|Euro 2016 qualifying: Scotland v Germany|
|Date: Monday, 7 September Venue: Hampden, Glasgow Kick-off: 19:45 BST|
|Coverage: Listen on BBC Radio Scotland 810MW/online; live text commentary on BBC Sport website|
It is difficult, in the wake of Friday's fixtures in Group D, to find much to be optimistic about from a Scotland perspective.
An insipid performance in Tbilisi was bad enough, but in Frankfurt, immediately after that 1-0 victory for Georgia,Germany served up a display against Poland to add another layer of gloom to any analysis of Monday's likely outcome.
As Mats Hummels told BBC Scotland afterwards, this was not Germany back to their all-conquering best, but at times against a very good Poland side, they came very close.
This was particularly true of the offensive aspect of their play.
They swarmed forward, time after time, their incisive passing opening up gaps in the Poland defence.
After 20 minutes in the Commerzbank Arena, they had battered the Poles seemingly into submission and the 2-0 scoreline at that point looked like it might become five or six by the end.
Thomas Muller, scorer of the first goal, was one of several Germany players on song in that opening period, his languid style belying a sharpness and intelligence that more often than not leads him to be in the right place at the right time in the opposition's box.
In Karim Bellarabi, the Bayer Leverkusen winger, Germany appear to have added yet another attacking weapon to their already considerable arsenal.
Given his international debut in the defeat by Poland last year, he has become a regular in Joachim Low's line-up and on Friday night showed why.
Linking on the left with another relative newcomer - the Cologne full-back Jonas Hector - he gave Lukasz Piszczek, the experienced Borussia Dortmund defender, the run-around, creating Muller's goal and causing havoc.
Alan Hutton, or whoever is given the nod by Gordon Strachan at right back, will require support from players in front of and beside him if Germany are not to run amok.
Much has been made of the lack of playing time some of Scotland's starters against Georgia had under their belts for their clubs.
In the German ranks, a similar issue seemed not to affect Bastian Schweinsteiger and Mario Gotze.
The midfielder has started just two of Manchester United's six competitive matches this season, with Gotze starting just once in the Bundesliga for Bayern Munich.
Yet both men played significant roles in overcoming Poland.
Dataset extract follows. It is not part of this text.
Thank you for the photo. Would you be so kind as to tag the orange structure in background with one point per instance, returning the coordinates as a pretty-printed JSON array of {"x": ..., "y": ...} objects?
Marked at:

Gotze - nominally playing as a striker - drifted to find space, allowing Muller to fill the gaps left behind.
He scored twice - the first a finish from the edge of the box after dancing past Polish defenders on the left of the penalty area - and also struck the post as he sought to reward Low's loyalty in the face of Pep Guardiola's continuing quandary about how best to accommodate him at Bayern.
And Schweinsteiger, apparently still trying to adjust to the pace of the English Premier League, prowled the midfield, breaking up attacks, starting lightning counter-movements and generally looking majestic.
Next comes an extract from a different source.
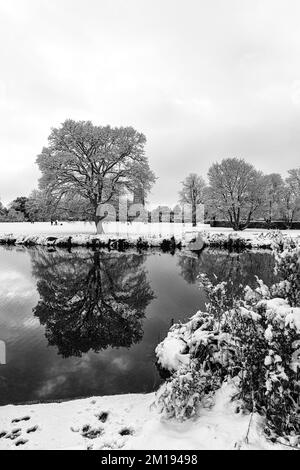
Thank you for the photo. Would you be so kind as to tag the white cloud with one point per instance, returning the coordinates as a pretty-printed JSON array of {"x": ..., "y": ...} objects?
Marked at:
[{"x": 202, "y": 79}]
It's no secret. The German side is brimming with talent - and that's without mentioning Toni Kroos or Mesut Ozil!
Or indeed Manuel Neuer, who produced two out-of-this-world saves to help ensure the three points stayed in Frankfurt.
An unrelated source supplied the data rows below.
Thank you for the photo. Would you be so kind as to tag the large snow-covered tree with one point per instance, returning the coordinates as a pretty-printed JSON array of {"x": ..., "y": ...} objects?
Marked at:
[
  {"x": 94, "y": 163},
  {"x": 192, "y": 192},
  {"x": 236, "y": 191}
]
But there or thereabouts lies the merest chink of light for the Scots. For one of those saves was the result of a wayward clearance from the flamboyant keeper.
And he was not the only member of Die Mannschaft to carelessly concede possession or to lose concentration to allow the opposition an opportunity.
It happened relatively regularly - sometimes the result of Polish harrying, but on other occasions simply because of a mental or physical lapse by a German player.
If Scotland are to take anything from Monday's match, they must surely capitalise on any such failings.
The introduction of Hector and Emre Can of Liverpool at full-back looked good from an attacking perspective, but there remains an uncertainty about the German defence.
Hummels and Jerome Boateng are undoubtedly excellent defenders, but if their full-backs are caught high up the pitch they can be vulnerable when dragged out wide.
These are scraps, though, on which Scotland must attempt to feed. The Germans have a feast of options at their disposal.